The first witness on Tuesday was Sally Franklin, an executive at Penguin Random House, which published several of Trump’s books through one of the company’s imprints.
Prosecutor Becky Mangold had Franklin read excerpts from the 2004 volume Trump: How to Get Rich that illuminated Trump’s approach to business. The readings appeared to be designed to show that Trump was hands-on at his company and willing to retaliate against those he perceives have done him wrong.
Among the excerpts: “If you don’t know every aspect of what you’re doing, down to the paper clips, you’re setting yourself up for some unwanted surprises”, and “For many years, I’ve said that if someone screws you, screw them back”.
The testimony from Jeffrey McConney yielded an important building block for prosecutors trying to pull back the curtain on what they say was a corporate records cover-up of transactions designed to protect Trump’s Republican presidential bid during a pivotal stretch of the race. It focused on a $196,000 payment from Cohen to Daniels and the subsequent reimbursement Cohen received.
McConney and another witnesses testified that the reimbursement cheques were drawn from Trump’s personal account. Yet even as jurors witnessed the cheques and other documentary evidence, prosecutors did not elicit testimony on Monday showing that Trump dictated that the payments would be logged as legal expenses, a designation that prosecutors contend was intentionally deceptive.
McConney acknowledged during cross-examination that Trump never asked him to log the reimbursements as legal expenses or discussed the matter with him at all. Another witness, Deborah Tarasoff, a Trump Organisation accounts payable supervisor, said under questioning that she did not get permission to cut the checks in question from Trump himself.
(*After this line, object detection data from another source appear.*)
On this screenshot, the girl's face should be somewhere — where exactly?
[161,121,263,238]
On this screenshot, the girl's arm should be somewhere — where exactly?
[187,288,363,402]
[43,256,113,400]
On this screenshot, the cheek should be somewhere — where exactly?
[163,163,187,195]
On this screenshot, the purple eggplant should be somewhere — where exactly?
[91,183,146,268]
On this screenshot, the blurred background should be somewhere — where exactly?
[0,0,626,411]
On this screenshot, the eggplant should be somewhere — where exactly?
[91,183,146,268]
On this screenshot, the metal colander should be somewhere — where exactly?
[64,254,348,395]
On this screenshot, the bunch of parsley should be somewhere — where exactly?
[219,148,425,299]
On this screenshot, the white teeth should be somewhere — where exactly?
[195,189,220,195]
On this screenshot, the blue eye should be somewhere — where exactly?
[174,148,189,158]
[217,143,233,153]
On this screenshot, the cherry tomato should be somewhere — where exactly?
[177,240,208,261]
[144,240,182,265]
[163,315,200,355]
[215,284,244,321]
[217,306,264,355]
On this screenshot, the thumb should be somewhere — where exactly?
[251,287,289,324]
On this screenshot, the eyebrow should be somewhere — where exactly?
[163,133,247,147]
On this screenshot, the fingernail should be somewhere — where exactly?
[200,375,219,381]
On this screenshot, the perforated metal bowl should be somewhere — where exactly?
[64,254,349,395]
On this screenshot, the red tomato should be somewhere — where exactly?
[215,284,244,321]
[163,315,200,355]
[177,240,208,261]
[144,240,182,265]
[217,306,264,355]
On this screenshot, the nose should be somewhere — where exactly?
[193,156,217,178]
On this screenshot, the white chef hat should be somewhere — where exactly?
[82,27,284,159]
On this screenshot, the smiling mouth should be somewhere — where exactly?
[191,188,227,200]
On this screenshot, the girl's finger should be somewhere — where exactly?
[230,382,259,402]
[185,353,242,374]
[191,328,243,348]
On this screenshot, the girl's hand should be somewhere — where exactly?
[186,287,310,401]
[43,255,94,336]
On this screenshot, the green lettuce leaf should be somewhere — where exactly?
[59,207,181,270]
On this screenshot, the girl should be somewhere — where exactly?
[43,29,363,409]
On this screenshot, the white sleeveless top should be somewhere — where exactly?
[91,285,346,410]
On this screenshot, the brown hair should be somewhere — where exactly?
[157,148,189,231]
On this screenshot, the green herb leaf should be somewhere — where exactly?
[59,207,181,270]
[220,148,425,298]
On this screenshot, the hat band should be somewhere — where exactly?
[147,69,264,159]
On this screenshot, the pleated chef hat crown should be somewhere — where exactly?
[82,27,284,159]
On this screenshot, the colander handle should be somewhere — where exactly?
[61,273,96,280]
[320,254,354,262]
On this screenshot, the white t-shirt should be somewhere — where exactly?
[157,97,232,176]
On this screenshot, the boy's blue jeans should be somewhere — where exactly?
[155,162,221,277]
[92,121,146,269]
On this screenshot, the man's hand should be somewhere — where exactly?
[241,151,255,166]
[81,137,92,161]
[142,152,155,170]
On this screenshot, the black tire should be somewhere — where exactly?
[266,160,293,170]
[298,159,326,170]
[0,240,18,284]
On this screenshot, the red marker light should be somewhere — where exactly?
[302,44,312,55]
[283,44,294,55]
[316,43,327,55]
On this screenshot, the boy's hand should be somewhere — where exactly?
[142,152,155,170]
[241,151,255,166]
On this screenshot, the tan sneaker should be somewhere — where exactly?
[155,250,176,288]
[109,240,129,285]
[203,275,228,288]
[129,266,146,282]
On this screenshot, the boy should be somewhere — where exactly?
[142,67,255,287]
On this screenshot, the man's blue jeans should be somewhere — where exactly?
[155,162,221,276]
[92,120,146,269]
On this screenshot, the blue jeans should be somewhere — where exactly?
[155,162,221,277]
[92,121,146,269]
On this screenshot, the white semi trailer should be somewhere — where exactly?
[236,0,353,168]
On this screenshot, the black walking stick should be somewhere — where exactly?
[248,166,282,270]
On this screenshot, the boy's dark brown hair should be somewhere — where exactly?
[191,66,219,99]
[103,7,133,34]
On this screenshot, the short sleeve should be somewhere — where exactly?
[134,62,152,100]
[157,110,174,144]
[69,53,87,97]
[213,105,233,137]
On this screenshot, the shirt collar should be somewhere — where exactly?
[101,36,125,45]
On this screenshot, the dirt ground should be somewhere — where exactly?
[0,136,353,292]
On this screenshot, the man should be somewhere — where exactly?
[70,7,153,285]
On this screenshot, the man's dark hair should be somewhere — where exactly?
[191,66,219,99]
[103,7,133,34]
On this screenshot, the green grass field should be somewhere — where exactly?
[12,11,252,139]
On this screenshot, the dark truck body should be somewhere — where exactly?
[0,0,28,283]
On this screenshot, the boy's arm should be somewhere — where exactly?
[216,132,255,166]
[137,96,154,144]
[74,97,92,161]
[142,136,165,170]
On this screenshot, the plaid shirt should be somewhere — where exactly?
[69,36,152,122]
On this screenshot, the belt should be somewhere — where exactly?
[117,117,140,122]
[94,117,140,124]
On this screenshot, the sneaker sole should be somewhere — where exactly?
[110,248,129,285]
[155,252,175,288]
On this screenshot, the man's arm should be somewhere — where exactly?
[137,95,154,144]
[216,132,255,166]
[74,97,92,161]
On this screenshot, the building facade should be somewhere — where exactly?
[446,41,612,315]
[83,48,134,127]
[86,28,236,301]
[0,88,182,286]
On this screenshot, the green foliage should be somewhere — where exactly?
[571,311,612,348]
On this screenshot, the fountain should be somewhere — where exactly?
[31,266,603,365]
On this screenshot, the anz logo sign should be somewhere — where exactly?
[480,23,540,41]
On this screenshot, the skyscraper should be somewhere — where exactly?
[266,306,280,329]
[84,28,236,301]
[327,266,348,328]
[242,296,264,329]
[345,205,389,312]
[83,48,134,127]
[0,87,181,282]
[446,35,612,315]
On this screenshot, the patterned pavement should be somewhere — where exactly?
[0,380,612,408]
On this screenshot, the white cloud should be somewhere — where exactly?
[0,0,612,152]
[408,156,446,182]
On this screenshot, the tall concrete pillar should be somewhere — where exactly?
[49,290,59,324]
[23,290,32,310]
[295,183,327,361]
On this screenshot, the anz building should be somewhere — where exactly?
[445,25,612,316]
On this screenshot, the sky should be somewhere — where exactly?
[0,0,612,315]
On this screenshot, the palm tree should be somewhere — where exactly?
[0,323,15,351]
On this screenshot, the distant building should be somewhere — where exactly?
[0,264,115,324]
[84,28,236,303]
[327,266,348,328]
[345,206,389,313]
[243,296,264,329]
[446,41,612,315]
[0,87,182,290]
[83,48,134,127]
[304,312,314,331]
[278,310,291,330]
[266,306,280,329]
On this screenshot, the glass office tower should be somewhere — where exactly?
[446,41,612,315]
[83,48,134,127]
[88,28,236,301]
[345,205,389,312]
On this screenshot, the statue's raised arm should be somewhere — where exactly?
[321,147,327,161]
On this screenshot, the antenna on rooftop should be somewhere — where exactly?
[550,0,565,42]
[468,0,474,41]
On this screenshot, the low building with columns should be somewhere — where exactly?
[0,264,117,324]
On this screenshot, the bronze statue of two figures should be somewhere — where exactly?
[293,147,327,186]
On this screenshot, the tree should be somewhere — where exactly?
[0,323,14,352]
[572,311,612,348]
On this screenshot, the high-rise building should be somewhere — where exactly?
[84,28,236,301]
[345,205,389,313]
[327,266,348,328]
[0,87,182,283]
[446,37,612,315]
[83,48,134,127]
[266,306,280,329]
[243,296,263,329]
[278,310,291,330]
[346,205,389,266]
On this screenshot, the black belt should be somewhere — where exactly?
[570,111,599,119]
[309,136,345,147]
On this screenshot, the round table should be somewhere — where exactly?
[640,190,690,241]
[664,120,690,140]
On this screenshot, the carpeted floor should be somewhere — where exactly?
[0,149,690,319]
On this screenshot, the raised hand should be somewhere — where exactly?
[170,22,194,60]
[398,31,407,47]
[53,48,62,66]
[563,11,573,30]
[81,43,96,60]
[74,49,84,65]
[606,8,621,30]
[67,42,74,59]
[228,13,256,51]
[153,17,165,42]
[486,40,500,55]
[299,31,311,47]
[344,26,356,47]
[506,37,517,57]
“You never had any reason to believe that President Trump was hiding anything or anything like that?” Trump attorney Todd Blanche asked.
“Correct,” Tarasoff replied.
“It appears that the $1000 fines are not serving as a deterrent. Therefore going forward, this court will have to consider a jail sanction,” Merchan said before jurors were brought into the courtroom.
Trump sat forward in his seat, glowering at the judge as he handed down the ruling. When the judge finished speaking, Trump shook his head twice and crossed his arms.
Yet even as Merchan warned of jail time in his most pointed and direct admonition, he also made clear his reservations about a step that he described as a “last resort”.
“The last thing I want to do is put you in jail,” Merchan said.
“You are the former president of the United States and possibly the next president as well. There are many reasons why incarceration is truly a last resort for me. To take that step would be disruptive to these proceedings.”